Wow. Like, super wow.
That’s about the best day’s tramping ever.
After yesterday’s big blow, today, no wind. No clouds and that breathtaking view.
Mount Rintoul is the highest point on the Alpine Route at 1761 m and today had the full 360° visibility and views. Over there, down the Wairau valley you can make out Blenheim; beyond there blue sea and something of the North Island, there’s clouds over there; Mt Richmond just a smidgen lower; the Pelorus and waves of hills in the sounds, on until the horizon; the Nelson airport; Abel Tasman and Separation Point; a hint of Farewell Spit, if you know where to look there’re some trees down near the end; Kahurangi, Mt Arthur right around to Mount Owen; down to Rabbit Island, Brightwater, Wakefield; and the next lump to get over, Purple Top; beyond that the Red Hills, for the last couple of days; the Rainbow valley and the St Arnaud Range; and the whole sweep of Marlborough Mountains, including in the foreground, the well-known Patriarch, and over the Wairau they go up to the 2000 m Bounds, and then to the Inland Kaikouras, Tapuae-o-Uenuku prominent, should be at 2885 m, but there’s more snow on the Seaward Kaikouras, ie, there isn’t much you can’t see from up here.
I guess the only thing is it Taranaki which on a clear day, after rain, could be spotted.
There is effort expended in climbing Little Rintoul 1634 m, so that’s 500 m warmup climb, but it’s the 220 m descent down to a saddle, a mixture of loose boulders, scree and everything between that, on a vertigo inducing slope, then you trudge straight back up 350 m to the top of Rintoul proper.

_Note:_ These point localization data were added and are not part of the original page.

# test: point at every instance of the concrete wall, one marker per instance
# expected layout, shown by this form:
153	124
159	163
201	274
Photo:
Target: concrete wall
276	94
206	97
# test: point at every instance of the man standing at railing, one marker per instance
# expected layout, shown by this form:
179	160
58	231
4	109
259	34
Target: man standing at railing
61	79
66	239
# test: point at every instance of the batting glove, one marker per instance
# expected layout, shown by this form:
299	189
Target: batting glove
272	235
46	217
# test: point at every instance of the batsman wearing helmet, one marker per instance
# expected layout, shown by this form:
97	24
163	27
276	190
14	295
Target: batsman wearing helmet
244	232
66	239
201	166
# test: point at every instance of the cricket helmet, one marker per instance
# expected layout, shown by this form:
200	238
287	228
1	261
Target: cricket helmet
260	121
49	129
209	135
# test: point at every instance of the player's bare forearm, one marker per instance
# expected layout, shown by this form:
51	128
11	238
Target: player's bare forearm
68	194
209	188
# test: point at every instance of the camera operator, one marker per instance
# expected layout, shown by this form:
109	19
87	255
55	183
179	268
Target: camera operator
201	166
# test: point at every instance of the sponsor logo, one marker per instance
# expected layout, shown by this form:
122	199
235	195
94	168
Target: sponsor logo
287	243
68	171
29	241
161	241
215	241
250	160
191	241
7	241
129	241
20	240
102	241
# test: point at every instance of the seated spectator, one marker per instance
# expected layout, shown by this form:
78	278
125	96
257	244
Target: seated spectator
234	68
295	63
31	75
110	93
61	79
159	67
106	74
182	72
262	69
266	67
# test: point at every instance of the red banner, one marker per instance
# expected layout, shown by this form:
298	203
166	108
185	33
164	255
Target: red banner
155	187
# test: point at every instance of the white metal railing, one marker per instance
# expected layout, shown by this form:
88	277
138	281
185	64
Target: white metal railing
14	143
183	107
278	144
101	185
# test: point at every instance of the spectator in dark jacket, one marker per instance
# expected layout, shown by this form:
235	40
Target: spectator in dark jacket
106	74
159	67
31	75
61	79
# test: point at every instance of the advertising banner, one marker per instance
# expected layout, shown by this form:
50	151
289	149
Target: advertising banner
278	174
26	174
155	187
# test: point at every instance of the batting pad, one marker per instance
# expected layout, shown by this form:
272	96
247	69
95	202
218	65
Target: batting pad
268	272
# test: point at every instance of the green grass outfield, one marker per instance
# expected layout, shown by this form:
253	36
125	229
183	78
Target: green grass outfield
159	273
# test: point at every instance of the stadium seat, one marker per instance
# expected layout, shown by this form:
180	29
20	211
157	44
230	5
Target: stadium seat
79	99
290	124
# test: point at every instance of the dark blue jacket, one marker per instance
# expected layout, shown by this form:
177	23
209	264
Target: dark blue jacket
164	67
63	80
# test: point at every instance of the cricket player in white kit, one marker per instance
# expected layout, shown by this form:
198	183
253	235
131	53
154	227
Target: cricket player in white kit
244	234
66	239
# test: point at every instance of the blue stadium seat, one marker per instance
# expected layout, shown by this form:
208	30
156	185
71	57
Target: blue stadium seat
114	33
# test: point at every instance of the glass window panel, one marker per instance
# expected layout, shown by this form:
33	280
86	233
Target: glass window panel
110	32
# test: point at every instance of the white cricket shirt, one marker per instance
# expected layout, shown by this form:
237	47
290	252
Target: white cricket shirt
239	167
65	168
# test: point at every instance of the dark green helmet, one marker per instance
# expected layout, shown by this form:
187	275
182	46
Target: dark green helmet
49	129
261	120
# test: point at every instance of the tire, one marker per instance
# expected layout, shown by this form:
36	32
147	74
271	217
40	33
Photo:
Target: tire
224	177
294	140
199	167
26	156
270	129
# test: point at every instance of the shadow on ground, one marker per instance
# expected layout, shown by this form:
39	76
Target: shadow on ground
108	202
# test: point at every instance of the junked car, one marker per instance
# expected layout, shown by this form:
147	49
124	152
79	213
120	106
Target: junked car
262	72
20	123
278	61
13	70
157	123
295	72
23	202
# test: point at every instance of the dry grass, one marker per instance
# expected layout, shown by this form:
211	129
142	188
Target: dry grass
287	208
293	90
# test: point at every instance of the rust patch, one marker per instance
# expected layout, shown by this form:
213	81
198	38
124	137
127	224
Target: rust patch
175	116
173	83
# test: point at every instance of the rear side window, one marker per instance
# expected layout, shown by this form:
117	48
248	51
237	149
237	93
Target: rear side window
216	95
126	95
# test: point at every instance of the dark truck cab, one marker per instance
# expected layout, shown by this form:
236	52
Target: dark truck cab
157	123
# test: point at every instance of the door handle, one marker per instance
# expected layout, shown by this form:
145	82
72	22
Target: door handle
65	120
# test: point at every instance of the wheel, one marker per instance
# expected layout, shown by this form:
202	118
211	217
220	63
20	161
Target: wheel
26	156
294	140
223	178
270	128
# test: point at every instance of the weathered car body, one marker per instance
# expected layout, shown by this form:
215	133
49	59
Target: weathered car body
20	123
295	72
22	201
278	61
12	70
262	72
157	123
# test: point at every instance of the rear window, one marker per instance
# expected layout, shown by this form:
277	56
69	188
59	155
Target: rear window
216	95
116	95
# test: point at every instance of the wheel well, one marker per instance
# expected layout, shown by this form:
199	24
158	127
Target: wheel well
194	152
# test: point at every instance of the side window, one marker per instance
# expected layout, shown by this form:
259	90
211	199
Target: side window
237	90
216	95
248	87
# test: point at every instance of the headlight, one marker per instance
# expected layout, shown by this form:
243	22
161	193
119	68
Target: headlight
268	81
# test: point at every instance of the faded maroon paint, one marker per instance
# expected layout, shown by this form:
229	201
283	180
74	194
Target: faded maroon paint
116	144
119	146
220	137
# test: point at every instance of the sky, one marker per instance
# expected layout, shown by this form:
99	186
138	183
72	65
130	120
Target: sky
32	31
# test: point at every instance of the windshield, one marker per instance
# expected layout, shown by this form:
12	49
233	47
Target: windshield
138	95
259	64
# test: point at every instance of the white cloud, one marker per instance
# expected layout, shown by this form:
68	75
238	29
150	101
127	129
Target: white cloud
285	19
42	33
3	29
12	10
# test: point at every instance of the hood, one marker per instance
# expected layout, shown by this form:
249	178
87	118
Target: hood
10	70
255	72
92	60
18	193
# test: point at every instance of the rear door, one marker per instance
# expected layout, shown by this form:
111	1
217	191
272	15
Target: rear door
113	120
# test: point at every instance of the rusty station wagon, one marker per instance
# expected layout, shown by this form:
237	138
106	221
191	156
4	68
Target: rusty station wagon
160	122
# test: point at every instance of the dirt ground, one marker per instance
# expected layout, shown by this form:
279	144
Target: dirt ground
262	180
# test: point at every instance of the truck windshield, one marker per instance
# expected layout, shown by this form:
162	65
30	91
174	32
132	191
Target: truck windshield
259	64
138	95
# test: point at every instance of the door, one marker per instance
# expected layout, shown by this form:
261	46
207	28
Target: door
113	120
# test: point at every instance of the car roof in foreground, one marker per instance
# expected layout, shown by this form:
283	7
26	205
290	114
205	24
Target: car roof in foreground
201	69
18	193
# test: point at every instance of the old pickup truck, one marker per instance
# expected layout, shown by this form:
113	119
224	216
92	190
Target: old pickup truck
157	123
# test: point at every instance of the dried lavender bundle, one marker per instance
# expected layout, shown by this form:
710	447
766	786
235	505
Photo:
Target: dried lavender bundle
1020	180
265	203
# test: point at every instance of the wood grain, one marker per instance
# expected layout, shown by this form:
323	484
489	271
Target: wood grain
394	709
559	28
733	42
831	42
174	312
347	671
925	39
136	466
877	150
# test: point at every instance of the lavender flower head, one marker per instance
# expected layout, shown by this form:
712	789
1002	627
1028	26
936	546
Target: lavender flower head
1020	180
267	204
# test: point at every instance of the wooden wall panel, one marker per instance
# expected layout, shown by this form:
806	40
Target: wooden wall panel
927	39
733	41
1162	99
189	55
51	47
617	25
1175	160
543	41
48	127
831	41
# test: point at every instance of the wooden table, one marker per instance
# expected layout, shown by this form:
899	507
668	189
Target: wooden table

After sometime perusing that astonishing view it’s another almost 500 m drop, more vertigo here, firstly on scree and eventually swinging from pigmy mountain beech trees, you get down in a hurry to the well windowed Rintoul hut, You need those windows, there’s still plenty to see, mostly of the Waimea plain, Abel Tasman direction, all that civilisation spread out more than a kilometre below.
In these conditions you can’t really rush on by, sometimes you can recognise that the world is serving up something very special, tomorrow and the next day I’m mostly below the tree line, ie, spectacular views not often forthcoming, and any other time I come back up here might well be different weather conditions. Make the most of it, I guess this is why I’ve returned to live in Nelson, you just walk out your back door and you get this.
Then, as if reading my thoughts, the sun finally gone down, a band of puffy, cotton wool clouds obscure just the valley, I can see over to Kahurangi, the sky turning peach colour, then a more robust orange, about as perfect day of bloke could wish.